Transferring pig viruses to humans has been a worry—some fear xenotransplantation could set off a pandemic if a virus were to adapt inside a patient's body and then spread to doctors and nurses. The concern could be serious enough to require lifelong monitoring for patients.
Screenshot / FDA
Many researchers expect CRISPR-based therapies (which received significant funding from Bill Gates and others several years ago) may someday be used to cure hereditary diseases. Scientific America (SA) points out that in 2020, U.S. researchers began the first clinical trials injecting CRISPR straight into living humans, aiming to repair a genetic mutation that causes blindness.

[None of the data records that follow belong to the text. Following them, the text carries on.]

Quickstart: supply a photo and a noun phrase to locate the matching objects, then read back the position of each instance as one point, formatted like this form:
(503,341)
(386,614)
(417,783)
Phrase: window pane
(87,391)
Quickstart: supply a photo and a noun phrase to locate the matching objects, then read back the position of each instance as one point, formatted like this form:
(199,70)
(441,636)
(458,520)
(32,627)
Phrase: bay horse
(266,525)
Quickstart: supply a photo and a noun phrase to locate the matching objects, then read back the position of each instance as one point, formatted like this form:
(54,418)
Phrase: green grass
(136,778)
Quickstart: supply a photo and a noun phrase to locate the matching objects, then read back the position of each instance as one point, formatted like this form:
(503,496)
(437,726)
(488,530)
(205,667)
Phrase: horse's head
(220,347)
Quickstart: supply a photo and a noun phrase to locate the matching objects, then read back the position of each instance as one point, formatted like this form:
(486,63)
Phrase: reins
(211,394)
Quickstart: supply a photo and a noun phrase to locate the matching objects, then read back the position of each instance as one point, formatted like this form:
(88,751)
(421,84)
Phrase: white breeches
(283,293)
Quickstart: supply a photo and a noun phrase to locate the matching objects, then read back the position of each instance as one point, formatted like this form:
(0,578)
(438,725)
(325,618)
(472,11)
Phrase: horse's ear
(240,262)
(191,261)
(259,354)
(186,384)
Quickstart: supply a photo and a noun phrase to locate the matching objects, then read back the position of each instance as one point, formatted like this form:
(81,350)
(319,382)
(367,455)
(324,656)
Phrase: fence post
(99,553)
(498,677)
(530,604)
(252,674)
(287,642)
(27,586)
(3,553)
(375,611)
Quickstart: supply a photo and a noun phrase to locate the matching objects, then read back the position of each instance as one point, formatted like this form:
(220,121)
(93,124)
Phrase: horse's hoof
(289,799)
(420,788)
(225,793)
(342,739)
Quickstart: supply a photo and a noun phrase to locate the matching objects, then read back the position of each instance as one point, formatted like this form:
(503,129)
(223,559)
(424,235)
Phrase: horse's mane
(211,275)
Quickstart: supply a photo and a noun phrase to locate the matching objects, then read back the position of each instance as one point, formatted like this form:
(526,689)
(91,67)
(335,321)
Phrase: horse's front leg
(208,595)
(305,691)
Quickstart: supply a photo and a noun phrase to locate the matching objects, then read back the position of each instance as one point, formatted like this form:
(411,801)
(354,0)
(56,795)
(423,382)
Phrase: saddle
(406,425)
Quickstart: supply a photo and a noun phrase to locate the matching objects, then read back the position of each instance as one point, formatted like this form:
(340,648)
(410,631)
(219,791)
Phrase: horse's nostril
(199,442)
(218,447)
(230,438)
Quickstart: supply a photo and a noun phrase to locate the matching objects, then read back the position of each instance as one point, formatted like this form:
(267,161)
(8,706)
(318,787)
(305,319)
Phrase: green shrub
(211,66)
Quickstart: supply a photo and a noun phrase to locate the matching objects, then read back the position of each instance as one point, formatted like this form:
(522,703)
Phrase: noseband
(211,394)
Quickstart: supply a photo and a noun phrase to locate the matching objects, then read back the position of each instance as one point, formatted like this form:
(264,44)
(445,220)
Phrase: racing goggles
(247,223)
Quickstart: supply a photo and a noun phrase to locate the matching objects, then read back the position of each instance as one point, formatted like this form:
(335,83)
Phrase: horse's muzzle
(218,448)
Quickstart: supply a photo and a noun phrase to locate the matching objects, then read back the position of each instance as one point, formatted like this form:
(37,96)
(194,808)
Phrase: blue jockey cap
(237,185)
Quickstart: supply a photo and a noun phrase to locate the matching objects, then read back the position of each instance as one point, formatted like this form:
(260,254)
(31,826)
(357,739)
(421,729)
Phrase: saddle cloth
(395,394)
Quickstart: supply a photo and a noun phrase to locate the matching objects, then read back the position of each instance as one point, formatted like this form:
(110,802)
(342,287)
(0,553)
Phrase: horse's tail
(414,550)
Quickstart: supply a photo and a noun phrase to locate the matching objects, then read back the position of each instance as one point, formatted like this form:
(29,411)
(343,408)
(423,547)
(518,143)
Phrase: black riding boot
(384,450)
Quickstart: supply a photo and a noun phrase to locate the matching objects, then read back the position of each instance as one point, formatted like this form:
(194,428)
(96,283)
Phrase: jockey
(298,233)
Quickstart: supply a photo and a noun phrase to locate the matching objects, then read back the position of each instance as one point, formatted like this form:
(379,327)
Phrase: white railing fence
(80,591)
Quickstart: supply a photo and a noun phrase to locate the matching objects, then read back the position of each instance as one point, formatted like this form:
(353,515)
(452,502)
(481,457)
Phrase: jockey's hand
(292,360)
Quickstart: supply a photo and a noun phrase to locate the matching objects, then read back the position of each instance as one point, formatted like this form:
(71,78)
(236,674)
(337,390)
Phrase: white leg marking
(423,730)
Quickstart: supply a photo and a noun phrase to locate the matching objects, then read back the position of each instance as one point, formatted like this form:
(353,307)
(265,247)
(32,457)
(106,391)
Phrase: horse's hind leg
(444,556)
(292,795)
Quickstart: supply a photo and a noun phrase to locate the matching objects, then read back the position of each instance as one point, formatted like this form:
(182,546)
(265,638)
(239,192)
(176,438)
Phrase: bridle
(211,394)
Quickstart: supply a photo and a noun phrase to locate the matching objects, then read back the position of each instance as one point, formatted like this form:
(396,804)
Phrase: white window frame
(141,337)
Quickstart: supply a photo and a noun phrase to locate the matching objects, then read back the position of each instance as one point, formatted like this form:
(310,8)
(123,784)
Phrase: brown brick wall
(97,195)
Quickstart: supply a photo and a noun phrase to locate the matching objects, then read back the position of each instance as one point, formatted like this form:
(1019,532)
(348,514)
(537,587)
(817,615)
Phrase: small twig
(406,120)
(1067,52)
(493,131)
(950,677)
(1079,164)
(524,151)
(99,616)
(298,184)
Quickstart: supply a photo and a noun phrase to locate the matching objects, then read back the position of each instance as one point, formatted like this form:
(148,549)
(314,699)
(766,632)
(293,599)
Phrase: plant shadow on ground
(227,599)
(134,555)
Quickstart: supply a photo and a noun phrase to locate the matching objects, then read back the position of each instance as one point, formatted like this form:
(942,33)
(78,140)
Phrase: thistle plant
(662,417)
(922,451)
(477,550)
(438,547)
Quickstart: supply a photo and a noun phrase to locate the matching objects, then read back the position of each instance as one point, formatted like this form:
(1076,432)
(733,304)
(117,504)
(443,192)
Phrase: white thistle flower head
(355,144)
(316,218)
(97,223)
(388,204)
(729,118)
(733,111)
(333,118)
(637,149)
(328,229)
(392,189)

Indeed, while CRISPR "reliably cuts DNA where we want it to," recent experiments have shown it can also affect genes far off-target. As noted by SA, even if we could get it to work reliably, many experts have flagged ethical worries about using the technology for eugenics and "designer babies." SA wrote, "If parents can one day pay scientists to edit their babies' DNA, making them stronger and smarter, CRISPR could make the world even more unequal and prejudiced." SA contends that given the dangers of editing the human genome, researchers are still a ways off from the widespread use of CRISPR in medicine, adding:
"CRISPR has given science a tool to reliably tinker with the code of life. But the question remains: can we do so safely and ethically while avoiding the unintended consequences of such power?"
There is no definite word yet on when consumers might see beef from CRISPR cows in US grocery stores, but it could be as soon as two years. It is also unclear whether meat from the gene-edited cows will be labeled differently from conventional beef.